Split each logical service into two Kubernetes services with different IPs, and use DNS to gracefully migrate user traffic from one to the other prior to disrupting the “drained” service.
Add transparent retry logic on the client side, to gracefully recover from sudden disconnections. This works especially well if your clients are things like mobile apps or rich single-page web apps.
Put your services behind an ingress controller. The ingress controller itself can use MetalLB to receive traffic, but having a stateful layer between BGP and your services means you can change your services without concern. You only have to be careful when changing the deployment of the ingress controller itself (e.g. when adding more NGINX pods to scale up).
Accept that there will be occasional bursts of reset connections. For low-availability internal services, this may be acceptable as-is.

FRR Mode

MetalLB provides a deployment mode that uses FRR as a backend for the BGP layer.

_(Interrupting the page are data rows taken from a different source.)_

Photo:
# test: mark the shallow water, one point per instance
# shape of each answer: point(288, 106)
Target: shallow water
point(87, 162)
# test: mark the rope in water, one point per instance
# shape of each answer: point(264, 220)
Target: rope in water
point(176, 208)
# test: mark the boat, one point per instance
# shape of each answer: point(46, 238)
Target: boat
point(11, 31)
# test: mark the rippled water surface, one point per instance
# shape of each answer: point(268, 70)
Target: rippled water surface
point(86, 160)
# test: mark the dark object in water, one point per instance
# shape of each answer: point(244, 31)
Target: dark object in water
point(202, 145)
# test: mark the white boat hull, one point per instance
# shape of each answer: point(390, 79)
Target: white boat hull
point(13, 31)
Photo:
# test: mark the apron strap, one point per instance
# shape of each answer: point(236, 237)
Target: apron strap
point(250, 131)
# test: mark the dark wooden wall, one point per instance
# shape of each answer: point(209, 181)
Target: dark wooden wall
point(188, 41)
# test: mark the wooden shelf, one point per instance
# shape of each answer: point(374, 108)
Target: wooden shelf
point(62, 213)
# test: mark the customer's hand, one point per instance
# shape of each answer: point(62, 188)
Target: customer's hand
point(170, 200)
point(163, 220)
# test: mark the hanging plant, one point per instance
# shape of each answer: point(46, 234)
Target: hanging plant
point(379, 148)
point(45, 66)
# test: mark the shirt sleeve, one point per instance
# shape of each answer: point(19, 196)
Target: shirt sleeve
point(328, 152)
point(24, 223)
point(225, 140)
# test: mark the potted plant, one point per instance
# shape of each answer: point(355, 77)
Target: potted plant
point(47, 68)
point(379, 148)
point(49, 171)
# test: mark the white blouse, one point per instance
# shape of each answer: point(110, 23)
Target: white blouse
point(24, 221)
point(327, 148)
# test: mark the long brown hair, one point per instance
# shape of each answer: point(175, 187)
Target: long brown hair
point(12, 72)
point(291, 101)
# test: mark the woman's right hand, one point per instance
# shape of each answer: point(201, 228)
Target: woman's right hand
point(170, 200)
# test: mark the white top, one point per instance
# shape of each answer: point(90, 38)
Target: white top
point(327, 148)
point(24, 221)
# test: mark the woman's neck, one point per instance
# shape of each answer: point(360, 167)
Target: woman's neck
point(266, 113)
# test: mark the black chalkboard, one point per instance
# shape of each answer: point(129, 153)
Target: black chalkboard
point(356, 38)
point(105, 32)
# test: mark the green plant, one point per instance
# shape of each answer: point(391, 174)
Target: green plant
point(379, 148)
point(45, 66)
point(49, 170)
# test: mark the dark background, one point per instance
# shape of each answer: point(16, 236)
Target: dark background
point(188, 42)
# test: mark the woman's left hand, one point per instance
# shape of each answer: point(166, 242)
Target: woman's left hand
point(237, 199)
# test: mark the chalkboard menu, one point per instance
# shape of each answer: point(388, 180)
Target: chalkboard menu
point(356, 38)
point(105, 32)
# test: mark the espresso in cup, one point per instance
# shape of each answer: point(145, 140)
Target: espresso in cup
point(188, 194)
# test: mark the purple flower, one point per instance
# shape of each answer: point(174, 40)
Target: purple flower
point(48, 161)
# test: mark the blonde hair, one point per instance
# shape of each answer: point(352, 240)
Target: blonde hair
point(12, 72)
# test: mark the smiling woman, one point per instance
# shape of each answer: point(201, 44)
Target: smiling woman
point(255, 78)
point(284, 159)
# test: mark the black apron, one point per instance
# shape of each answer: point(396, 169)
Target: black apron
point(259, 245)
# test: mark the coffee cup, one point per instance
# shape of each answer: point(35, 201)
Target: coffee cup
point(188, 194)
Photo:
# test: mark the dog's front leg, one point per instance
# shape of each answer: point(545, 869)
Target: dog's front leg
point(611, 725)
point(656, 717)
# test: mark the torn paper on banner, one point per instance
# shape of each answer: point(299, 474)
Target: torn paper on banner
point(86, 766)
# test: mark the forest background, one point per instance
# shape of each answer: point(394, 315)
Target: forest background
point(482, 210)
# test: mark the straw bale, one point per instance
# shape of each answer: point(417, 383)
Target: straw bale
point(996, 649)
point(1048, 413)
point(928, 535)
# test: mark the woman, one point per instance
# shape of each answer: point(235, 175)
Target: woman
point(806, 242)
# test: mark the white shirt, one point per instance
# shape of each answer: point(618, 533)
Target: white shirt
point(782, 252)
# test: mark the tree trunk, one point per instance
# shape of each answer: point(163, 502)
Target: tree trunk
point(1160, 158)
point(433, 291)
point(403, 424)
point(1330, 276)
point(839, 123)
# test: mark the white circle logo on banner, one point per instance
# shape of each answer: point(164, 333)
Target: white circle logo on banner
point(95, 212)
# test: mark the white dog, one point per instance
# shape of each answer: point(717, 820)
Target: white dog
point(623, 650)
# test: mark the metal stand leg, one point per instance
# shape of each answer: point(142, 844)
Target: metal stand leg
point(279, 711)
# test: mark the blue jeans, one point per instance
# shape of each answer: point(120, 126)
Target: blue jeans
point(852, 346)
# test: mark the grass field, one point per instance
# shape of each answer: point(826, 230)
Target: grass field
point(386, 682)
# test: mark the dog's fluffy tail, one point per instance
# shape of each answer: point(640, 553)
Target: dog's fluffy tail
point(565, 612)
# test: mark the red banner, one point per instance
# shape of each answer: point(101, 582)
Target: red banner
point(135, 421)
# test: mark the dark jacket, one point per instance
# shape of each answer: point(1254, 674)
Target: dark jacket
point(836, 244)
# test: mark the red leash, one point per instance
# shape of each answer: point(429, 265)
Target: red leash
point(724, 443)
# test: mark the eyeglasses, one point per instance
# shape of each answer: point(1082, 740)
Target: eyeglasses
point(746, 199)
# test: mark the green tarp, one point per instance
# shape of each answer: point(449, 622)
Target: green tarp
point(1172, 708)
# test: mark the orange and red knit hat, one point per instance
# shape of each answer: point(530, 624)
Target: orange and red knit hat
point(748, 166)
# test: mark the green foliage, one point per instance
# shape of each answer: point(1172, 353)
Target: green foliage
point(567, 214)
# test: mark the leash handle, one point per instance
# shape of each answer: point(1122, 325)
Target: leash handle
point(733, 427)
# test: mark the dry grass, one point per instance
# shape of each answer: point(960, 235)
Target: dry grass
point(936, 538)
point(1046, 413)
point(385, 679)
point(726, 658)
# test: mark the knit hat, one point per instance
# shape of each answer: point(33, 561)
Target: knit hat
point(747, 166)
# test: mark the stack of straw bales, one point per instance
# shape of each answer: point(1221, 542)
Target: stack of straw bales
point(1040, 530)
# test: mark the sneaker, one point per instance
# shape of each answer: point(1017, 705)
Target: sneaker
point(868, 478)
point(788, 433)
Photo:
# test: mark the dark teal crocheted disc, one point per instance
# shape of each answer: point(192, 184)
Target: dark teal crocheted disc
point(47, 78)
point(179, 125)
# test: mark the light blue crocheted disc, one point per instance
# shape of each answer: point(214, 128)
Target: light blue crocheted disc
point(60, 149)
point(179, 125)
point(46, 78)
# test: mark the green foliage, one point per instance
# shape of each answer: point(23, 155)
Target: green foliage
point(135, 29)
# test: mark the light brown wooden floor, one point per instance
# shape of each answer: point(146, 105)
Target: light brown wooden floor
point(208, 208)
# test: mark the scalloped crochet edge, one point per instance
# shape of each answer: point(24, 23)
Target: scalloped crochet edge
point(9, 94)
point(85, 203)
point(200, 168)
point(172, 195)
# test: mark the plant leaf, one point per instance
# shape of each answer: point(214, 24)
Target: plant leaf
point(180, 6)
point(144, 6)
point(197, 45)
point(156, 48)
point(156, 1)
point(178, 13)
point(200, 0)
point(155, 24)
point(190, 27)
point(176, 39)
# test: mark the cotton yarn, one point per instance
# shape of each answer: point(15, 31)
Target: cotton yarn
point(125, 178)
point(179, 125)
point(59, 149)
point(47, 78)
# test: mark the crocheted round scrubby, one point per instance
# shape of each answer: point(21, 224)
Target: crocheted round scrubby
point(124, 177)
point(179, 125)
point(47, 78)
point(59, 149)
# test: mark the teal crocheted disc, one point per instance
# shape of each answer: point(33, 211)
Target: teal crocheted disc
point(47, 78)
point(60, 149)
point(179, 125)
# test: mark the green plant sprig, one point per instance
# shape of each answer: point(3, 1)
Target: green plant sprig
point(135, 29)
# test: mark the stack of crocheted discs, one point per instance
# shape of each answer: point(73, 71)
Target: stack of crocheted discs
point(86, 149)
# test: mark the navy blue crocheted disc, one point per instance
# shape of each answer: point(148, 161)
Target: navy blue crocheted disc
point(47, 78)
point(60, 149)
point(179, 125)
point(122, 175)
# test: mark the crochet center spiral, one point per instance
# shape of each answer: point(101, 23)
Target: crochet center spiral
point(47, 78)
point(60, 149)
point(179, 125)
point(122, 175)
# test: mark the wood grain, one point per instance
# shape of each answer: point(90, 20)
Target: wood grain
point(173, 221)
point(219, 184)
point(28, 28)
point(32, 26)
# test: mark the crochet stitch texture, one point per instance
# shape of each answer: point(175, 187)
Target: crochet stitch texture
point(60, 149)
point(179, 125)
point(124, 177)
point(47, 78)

When the FRR mode is enabled, the following additional features are available:

BGP sessions with BFD support
IPv6 Support for BGP and BFD
Multi Protocol BGP

Please also note that with the current FRR version is not possible to peer within the same host, while with the native implementation allows it.

Limitations of the FRR Mode

Compared to the native implementation, the FRR mode has the following limitations:

The RouterID field of the BGPAdvertisement can be overridden, but it must be the same for all the advertisements (there can’t be different advertisements with different RouterIDs).
The myAsn field of the BGPAdvertisement can be overridden, but it must be the same for all the advertisements (there can’t be different advertisements with different myAsn).
In case a eBGP Peer is multiple hops away from the nodes, the ebgp-multihop flag must be set to true.

FRR-K8s Mode

In 0.14.0 we added an experimental FRR-K8s backend mode. FRR-K8s is a Kubernetes wrapper to FRR with its own API. When running in FRR-K8s mode, MetalLB generates the FRR-K8s configuration instead of configuring directly FRR.

Additional FRR-K8s configuration instances can be provided by the user, allowing to leverage the same FRR instance for purpouses that go beyond the advertisement of services provided by MetalLB while sharing the same BGP session.

All the same features / limitations related to MetalLB in FRR mode can be applied to FRR-K8s mode.

When deploying MetalLB in FRR-K8s mode, a FRR-K8s instance will be deployed on the same nodes where the MetalLB speaker is deployed.